E essa ludicidade deu-me o espaço necessário para repensar o trabalho de Carinhas como a dança que executa ao som de Losing my mind, de Liza Minnelli. The sun comes up, I think about you / The coffee cup, I think about you / I want you so, it's like I'm losing my mind / The morning ends, I think about you / I talk to friends and think about you. Um corpo que dança em movimentos convulsivos, a ocupar espaços da cena que, até então, não ocupava (assim como a nossa memória também se move e ocupa as mãos, os braços, o peito, os olhos, os órgãos; não só a mente). «Dançar para lembrar, dançar para esquecer». Lembrar que o pensamento também dança. Nos movimentos mais insuspeitos, nas decisões mais inusitadas do corpo, nas moções mais incomuns da memória, estão a linguagem que diz e que se faz lembrar. E sorrimos por direito. Afinal, «até o terror tem dentes para sorrir».


Em que medida Última memória consegue (e interessa-se) por nos deslocar para aquele provisório instante em que a memória deixa de ser passado e torna-se um pequeno e delicado susto no infinito que é, simplesmente, lembrar-se?


Ao encerrar o trabalho com um brinde ao amor, parece, então, que o mundo é resumido à memória do mundo. Foi quando Louise Glück veio-me à mente, como se tentássemos recriar o nosso olhar para o mundo depois de muito tempo, agora como adultos. E tal recriação vem estranha, simulada, fingidiça. Como se não tivéssemos mais o direito de olhar algo, sem recorrer à nossa própria memória.

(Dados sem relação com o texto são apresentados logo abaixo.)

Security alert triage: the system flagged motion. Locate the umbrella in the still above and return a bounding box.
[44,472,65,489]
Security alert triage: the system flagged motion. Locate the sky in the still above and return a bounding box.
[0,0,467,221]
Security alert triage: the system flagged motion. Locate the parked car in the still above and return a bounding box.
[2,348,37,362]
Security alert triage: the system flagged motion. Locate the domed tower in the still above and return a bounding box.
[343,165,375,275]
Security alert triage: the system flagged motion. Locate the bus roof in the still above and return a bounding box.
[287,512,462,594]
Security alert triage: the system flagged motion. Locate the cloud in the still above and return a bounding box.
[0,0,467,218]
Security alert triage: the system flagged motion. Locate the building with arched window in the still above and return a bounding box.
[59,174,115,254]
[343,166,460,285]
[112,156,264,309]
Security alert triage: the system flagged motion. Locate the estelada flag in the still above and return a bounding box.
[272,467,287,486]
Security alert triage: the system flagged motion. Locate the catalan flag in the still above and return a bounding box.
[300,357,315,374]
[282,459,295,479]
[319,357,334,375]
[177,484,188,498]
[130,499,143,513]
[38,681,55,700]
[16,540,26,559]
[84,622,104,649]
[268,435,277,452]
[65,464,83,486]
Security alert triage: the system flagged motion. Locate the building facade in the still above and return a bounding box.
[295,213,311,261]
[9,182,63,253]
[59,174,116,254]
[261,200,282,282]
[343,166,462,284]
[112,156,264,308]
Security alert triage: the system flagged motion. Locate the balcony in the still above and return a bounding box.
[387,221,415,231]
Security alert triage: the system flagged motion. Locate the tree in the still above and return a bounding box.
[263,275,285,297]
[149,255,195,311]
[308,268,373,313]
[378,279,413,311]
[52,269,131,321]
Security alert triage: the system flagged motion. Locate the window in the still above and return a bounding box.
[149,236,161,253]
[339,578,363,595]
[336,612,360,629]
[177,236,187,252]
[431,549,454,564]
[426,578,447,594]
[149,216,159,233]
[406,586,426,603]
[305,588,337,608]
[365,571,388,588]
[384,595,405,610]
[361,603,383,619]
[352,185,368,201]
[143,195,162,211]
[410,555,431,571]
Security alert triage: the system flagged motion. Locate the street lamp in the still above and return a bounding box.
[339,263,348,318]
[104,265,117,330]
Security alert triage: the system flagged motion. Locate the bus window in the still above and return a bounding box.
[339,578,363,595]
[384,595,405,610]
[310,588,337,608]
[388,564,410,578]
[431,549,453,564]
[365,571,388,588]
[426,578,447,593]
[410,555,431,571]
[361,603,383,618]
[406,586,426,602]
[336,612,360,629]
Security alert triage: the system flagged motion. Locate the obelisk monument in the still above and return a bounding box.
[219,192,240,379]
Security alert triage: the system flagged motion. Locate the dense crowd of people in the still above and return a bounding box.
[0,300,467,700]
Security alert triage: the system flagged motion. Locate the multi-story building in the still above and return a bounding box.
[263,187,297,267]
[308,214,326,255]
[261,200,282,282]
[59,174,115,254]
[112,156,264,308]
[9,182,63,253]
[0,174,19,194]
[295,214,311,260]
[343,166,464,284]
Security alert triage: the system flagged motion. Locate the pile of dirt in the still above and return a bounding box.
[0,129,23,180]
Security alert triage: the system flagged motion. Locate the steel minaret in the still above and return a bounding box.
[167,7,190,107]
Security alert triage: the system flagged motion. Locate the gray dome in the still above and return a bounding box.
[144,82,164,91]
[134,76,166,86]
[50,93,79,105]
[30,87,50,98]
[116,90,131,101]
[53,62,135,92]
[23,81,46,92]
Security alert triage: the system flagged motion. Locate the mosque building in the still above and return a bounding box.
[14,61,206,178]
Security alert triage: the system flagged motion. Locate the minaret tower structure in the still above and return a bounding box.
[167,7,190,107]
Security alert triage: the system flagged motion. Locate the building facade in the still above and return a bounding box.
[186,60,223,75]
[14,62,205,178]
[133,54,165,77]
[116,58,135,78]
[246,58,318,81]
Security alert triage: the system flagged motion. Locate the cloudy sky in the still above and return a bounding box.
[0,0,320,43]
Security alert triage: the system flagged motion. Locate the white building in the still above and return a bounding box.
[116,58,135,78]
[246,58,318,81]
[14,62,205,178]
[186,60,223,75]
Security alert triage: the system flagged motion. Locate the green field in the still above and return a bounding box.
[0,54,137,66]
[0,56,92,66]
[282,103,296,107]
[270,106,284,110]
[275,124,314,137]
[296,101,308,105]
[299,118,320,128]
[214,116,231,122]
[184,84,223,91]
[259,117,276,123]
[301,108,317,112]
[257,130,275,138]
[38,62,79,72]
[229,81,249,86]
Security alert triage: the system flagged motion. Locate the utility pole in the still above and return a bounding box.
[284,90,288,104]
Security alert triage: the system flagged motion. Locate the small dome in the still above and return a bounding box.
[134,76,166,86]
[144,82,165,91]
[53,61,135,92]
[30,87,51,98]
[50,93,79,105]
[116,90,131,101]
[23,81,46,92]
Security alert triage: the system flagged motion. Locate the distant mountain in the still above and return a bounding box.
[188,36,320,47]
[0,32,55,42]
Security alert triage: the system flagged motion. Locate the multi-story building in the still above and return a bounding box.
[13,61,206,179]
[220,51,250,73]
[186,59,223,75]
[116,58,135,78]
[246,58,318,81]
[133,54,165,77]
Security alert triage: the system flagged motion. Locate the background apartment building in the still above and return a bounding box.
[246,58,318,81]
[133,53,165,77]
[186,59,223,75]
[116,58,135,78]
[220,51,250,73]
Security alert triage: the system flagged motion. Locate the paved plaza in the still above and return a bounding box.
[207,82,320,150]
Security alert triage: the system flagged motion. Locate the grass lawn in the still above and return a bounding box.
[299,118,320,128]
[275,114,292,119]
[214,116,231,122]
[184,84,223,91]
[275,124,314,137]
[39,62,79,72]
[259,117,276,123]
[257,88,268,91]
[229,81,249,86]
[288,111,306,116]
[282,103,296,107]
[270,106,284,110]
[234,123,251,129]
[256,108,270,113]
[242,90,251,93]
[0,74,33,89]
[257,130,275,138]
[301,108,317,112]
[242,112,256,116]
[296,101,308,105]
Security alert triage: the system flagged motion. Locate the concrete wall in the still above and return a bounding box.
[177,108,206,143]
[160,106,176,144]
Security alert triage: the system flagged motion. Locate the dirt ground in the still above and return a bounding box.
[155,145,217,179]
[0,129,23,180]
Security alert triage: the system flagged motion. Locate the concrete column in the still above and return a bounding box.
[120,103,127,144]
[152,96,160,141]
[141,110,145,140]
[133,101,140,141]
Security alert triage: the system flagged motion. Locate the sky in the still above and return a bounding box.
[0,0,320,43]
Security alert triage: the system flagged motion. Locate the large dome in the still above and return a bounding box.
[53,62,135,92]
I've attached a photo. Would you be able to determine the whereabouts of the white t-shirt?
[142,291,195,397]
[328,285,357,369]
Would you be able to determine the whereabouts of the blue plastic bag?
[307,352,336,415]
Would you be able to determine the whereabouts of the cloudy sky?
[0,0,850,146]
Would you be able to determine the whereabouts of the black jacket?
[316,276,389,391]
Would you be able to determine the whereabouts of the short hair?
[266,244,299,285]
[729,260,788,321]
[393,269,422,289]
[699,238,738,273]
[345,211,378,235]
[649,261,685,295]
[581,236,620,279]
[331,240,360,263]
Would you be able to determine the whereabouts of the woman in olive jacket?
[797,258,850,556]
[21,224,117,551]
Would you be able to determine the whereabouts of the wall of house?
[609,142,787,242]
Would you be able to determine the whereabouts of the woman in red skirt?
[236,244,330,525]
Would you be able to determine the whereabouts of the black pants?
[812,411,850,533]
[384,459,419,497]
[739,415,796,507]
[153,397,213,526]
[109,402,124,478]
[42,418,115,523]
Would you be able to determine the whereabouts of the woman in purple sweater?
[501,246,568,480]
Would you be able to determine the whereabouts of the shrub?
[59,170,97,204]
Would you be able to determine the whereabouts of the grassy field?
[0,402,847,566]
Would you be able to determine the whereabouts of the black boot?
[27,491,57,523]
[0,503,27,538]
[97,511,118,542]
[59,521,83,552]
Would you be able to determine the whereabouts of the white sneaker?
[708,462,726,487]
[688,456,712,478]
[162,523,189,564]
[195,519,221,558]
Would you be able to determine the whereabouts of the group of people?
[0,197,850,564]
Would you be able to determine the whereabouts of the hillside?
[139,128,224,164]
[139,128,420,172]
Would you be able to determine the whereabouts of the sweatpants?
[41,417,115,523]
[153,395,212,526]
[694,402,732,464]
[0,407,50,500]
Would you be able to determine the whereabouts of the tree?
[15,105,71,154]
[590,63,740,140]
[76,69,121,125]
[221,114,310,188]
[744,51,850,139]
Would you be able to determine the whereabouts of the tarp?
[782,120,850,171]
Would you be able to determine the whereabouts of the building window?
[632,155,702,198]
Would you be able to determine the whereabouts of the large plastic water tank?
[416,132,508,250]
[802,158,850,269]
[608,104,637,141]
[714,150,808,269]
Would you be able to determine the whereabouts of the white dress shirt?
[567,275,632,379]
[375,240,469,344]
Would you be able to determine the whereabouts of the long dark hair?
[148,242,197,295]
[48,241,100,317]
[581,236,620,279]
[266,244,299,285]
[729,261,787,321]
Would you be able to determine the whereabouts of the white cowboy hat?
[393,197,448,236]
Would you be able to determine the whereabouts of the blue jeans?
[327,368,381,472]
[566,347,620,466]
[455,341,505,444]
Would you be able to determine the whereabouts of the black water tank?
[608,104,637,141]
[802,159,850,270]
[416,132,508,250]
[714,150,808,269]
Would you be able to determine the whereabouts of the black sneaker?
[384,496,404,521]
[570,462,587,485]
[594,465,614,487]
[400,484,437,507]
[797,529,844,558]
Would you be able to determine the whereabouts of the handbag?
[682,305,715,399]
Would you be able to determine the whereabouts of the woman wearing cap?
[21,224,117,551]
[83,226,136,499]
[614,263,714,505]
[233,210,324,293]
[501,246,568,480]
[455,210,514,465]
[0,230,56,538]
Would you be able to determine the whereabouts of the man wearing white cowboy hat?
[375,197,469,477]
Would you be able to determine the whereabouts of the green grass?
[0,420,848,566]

Há algum tipo de redenção na celebração à vida que nos une e que, ao mesmo tempo, distancia-nos – afinal, a vida que celebramos não está mais aqui.


Ao ritualizarmos a celebração da vida, concretizamos o desejo de comunidade ao mesmo tempo em que o perdemos. Sou devolvido ao individual, ainda que esteja unido, sem dúvida, àquela última memória, ela sim, agora coletiva: o teatro – uma caixa de madeira com sua própria luz interna. Saio vivo, completamente em contradição; celebrar a vida é celebrar o seu inevitável esquecimento. Um brinde ao amor é, nesse sentido, um pedido de socorro.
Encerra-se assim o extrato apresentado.